I just followed you on all our shared social media sites...I would love for your to take a look at my blog and if you like what I present, I'd love to get your following!! http://www.relentlessatheart.com
Thanks,
Natalie
Jessie
Thanks, Natalie! And I'm so glad you like the blog - I have a lot of fun doing the design so it's so wonderful to hear that you like it! I'll definitely take a look at your site. Thanks!
KN
I found your recipe on Pinterest and it is beyond deliciously dangerous !! I'm serving it today at my 4th of July BBQ! Have a happy 4th
Jessie
I'm so glad you like it! Thanks for letting me know it turned out (and I hope you had a great 4th!)
vs
Do you not need to add water to the sugar blackberry mix for the simple syrup..
Jessie
I generally don't, because the fresh blackberries we get around here usually release more than enough juice to make the syrup. If it looks a little dry, though, by all means add a 1/4 or so of water to the mix!
Amy
Can you recommend a particular brand of whiskey for this drink? There's so many, I'm a little lost.
bailey grace
Tried this, and altogether it failed badly.
Jessie
I'm sorry to hear that! I've been making this drink fairly often lately without any problems (it's one of my current favorites!) If you'd like to give me some more specific details, I'm happy to help you troubleshoot!
Jenn
I just finished making this.
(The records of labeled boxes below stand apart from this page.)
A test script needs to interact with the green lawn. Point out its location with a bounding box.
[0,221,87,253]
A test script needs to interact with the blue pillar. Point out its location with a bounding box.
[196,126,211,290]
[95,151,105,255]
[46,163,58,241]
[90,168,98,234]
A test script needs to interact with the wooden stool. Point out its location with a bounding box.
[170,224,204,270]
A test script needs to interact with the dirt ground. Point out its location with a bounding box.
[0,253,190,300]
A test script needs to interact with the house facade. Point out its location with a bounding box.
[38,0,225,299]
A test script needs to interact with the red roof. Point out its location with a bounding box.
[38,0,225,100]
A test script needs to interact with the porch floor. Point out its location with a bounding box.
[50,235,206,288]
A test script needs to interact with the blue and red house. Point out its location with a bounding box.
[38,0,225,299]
It was so sour it was undrinkable. I'm going to try adding simple syrup to start.
Jessie
I'm so sorry to hear that! I love the tartness of the berries and lemon, but totally understand it's not for everyone. If you want to sweeten it up, regular simple syrup should do the trick. The blackberries can also make a difference - early season blackberries tend to be a little more tart than later season berries (I tend to find the sweetest blackberries around August each year). I also like to mellow out the flavor sometimes by adding tonic water (or even champagne) to the finished drink - it cuts some of that tart flavor and makes the whole thing lighter, more like a spritzer, which can be a nice change. I hope you'll try it again and let me know how it goes with the adjustments!
tammyholtzclaw
Do you have a version without alcohol that would be sweet? Please put me on your mailing list. Thanks.
Jessie
I haven't tested a version of this without alcohol, but you could certainly use the blackberry syrup as extra flavoring in regular lemonade.
Hannah
I have an abundance of fresh blackberries, and I love this idea! My fourth of July menu appears to be complete!
Jessica @ www.caretakerskitchen.com
Thanks for what looks to be a great recipe! I'm a big whiskey fan, but I overdid it on whiskey sours last summer. This looks like it could be this season's drink.
Samantha @ Carpe Cibus
I love a good summer cocktail. Thank you!